Pour nous, mettre hors d'état de nuire signifie neutraliser par des arrestations ou d'autres moyens. Nous intervenons en appui des forces armées françaises et de nos partenaires de la coalition. Nous fournissons des renseignements à la coalition, notamment ce que nous appelons des points d'intérêt. Nous avons fourni, aussi bien pour l'Irak que pour la Syrie, de très nombreux points d'intérêt, qui sont ensuite exploités et complétés par la direction du renseignement militaire.
Nous avons accru le rythme et l'intensité de nos opérations, notamment celles du service action. Il est utilisé au plein de ses capacités sur ces différents théâtres.

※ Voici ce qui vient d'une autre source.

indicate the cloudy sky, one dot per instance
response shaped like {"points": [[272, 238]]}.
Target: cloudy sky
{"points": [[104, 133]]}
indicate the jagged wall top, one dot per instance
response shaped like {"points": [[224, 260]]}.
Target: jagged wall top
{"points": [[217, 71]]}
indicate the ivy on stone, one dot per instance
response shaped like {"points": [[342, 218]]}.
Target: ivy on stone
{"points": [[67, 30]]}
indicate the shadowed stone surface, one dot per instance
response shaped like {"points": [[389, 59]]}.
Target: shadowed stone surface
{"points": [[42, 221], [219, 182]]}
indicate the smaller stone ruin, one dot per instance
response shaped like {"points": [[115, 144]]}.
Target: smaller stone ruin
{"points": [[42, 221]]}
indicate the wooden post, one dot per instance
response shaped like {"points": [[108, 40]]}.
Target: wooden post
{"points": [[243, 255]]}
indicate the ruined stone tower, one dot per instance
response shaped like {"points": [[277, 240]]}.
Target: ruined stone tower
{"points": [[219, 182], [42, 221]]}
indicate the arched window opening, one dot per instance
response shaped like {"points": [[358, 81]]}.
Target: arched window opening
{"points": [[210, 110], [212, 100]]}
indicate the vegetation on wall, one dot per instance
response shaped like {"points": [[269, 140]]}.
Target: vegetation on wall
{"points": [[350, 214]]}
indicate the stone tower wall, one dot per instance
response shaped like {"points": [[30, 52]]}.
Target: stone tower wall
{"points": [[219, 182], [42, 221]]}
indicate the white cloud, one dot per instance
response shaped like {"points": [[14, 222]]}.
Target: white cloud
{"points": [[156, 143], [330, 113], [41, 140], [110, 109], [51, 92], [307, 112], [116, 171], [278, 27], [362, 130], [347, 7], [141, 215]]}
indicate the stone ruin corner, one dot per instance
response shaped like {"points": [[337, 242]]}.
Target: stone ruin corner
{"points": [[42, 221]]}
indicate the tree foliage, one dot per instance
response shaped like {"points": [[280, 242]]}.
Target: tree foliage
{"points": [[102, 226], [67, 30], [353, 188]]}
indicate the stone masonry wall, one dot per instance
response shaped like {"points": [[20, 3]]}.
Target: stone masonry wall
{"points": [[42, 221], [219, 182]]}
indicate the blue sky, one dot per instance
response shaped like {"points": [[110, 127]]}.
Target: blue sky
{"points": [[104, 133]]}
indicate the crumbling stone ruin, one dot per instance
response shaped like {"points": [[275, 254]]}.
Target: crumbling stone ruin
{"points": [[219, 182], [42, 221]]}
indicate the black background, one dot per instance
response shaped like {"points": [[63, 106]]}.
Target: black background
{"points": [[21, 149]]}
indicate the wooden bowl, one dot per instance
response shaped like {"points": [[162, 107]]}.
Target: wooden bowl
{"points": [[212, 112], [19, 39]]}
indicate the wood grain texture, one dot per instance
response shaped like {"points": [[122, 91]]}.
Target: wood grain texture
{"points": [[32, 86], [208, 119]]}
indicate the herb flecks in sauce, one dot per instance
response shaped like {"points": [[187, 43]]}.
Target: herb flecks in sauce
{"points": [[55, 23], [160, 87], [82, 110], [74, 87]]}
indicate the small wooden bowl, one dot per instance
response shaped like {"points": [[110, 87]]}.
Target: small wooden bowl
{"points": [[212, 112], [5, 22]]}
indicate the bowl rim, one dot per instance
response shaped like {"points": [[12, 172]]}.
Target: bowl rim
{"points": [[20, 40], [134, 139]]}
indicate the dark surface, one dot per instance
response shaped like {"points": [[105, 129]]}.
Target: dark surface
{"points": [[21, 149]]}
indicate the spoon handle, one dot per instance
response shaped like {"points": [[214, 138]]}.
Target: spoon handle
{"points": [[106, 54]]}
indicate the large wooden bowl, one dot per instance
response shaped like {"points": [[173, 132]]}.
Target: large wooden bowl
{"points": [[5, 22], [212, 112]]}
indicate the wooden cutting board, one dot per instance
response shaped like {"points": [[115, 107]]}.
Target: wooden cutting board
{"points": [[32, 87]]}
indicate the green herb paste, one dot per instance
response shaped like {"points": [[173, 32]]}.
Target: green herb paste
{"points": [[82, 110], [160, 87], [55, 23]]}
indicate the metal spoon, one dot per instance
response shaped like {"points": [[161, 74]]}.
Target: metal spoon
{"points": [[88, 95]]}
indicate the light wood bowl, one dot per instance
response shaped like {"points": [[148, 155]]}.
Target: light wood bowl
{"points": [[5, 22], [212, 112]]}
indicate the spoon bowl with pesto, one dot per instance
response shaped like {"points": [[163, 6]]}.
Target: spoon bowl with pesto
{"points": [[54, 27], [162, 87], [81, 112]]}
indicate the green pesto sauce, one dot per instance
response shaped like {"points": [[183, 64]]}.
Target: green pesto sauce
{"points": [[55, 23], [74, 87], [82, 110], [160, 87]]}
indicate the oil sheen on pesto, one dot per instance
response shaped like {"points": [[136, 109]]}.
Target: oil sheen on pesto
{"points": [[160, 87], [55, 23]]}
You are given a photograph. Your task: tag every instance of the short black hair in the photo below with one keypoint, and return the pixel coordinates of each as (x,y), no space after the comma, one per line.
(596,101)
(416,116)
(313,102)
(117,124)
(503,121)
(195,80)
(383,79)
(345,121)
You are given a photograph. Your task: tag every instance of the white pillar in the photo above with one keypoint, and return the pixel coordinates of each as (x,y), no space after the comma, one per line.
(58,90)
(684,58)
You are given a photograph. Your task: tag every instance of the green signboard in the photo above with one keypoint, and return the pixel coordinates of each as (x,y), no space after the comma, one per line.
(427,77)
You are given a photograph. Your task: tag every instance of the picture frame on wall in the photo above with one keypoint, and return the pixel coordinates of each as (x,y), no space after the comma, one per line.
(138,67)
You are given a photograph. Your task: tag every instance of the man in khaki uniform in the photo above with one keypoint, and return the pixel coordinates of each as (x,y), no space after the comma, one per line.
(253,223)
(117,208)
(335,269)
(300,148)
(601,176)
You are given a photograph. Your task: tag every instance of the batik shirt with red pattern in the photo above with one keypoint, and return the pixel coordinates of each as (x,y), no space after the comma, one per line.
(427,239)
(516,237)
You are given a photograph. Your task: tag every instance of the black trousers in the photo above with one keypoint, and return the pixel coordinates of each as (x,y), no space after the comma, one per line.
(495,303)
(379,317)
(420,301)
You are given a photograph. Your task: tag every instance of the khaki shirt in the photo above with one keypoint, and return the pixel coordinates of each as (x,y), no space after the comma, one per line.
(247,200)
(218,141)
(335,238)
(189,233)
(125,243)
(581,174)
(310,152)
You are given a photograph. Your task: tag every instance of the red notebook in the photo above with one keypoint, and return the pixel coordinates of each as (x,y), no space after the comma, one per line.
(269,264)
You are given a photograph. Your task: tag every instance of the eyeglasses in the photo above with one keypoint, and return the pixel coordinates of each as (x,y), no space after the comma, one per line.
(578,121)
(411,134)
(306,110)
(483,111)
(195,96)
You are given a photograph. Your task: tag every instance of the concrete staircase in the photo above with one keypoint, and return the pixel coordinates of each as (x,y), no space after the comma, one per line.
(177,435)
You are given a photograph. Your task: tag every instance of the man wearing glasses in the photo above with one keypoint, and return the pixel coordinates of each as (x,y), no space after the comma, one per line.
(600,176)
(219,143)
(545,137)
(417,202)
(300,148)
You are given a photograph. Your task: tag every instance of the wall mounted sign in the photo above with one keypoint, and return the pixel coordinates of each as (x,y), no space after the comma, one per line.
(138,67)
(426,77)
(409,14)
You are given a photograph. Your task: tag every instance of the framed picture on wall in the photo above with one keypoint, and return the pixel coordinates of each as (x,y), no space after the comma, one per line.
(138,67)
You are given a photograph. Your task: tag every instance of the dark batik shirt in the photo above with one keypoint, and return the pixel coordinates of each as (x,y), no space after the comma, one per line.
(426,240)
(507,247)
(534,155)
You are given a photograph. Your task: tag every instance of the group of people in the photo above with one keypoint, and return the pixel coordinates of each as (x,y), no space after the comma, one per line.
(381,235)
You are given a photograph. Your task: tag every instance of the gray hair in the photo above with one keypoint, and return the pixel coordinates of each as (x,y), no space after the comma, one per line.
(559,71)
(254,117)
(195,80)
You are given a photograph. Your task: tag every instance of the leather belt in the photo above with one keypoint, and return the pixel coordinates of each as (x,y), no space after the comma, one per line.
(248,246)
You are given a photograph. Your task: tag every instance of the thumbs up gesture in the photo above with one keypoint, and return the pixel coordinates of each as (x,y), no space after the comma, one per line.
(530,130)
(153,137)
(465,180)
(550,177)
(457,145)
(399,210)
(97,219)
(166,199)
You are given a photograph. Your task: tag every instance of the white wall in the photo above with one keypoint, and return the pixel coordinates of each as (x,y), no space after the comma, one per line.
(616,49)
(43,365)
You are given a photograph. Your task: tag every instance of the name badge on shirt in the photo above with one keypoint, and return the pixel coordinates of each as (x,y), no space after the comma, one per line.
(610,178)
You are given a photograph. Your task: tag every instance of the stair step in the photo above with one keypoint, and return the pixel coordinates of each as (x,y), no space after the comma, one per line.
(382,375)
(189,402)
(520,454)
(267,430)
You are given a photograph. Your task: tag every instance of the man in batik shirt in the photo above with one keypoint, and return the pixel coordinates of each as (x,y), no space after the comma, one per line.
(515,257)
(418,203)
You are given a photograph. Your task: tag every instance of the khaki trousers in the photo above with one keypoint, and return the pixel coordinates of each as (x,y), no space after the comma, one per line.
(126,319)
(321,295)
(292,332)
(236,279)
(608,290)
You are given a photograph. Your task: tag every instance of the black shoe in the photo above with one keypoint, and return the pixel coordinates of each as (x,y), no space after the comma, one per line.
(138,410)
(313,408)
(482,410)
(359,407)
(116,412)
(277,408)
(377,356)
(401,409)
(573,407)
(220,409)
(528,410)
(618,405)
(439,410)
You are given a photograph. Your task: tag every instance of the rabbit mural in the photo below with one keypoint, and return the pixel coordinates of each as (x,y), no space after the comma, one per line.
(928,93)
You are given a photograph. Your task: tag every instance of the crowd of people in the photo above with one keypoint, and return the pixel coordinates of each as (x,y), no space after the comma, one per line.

Pour en revenir aux leçons tirées des attentats, nous ne sommes pas partis de zéro. Depuis plusieurs années, tout particulièrement depuis les années 2010, la coopération avec la DCRI devenue DGSI s'est renforcée. Mais nous sommes passés à un stade supplémentaire après les attentats du mois de janvier 2015, puisque nous avons une cellule insérée à la DGSI, à Levallois, dirigée par un cadre de très haut niveau de mon service. Cette cellule, qui comporte des agents de la direction du renseignement et de la direction technique, a accès aux bases de données de mon service et peut donc fournir en temps réel à ses collègues de la DGSI tous les éléments dont ils ont besoin.
La stratégie de mon service est le renforcement de la coopération et une totale transparence avec la DGSI. Notre coopération a atteint un niveau sans précédent, mais l'objectif que je partage avec Patrick Calvar est encore plus ambitieux, car, malgré cela, des différences culturelles, des différences de méthode et d'approche subsistent. Le rapprochement des cultures ne veut d'ailleurs pas dire leur fusion : chacune d'elles a son mérite, il n'est pas souhaitable de les faire disparaître. Mais cette relation n'est pas encore arrivée à un degré d'irréversibilité. Mon but est de l'ancrer dans la durée.
La collaboration entre la DGSE et la DGSI est confortée par la cellule Allat, qui comporte, outre ces deux services, les quatre autres du premier cercle, plus deux des services dits « du deuxième cercle », à savoir le service du renseignement territorial (SRT) et la direction du renseignement de la préfecture de police de Paris (PP). À l'instar de ce que nous avons fait avec la DGSI, chacun des services participants doit avoir accès à ses bases de données. C'est la valeur ajoutée. Ces deux cellules, qui sont installées dans des lieux contigus, contribuent à donner une fluidité sans précédent aux échanges d'informations entre les services. Le risque de faille du fait d'une information qui n'aurait pas été transmise d'un service à l'autre est considérablement réduit.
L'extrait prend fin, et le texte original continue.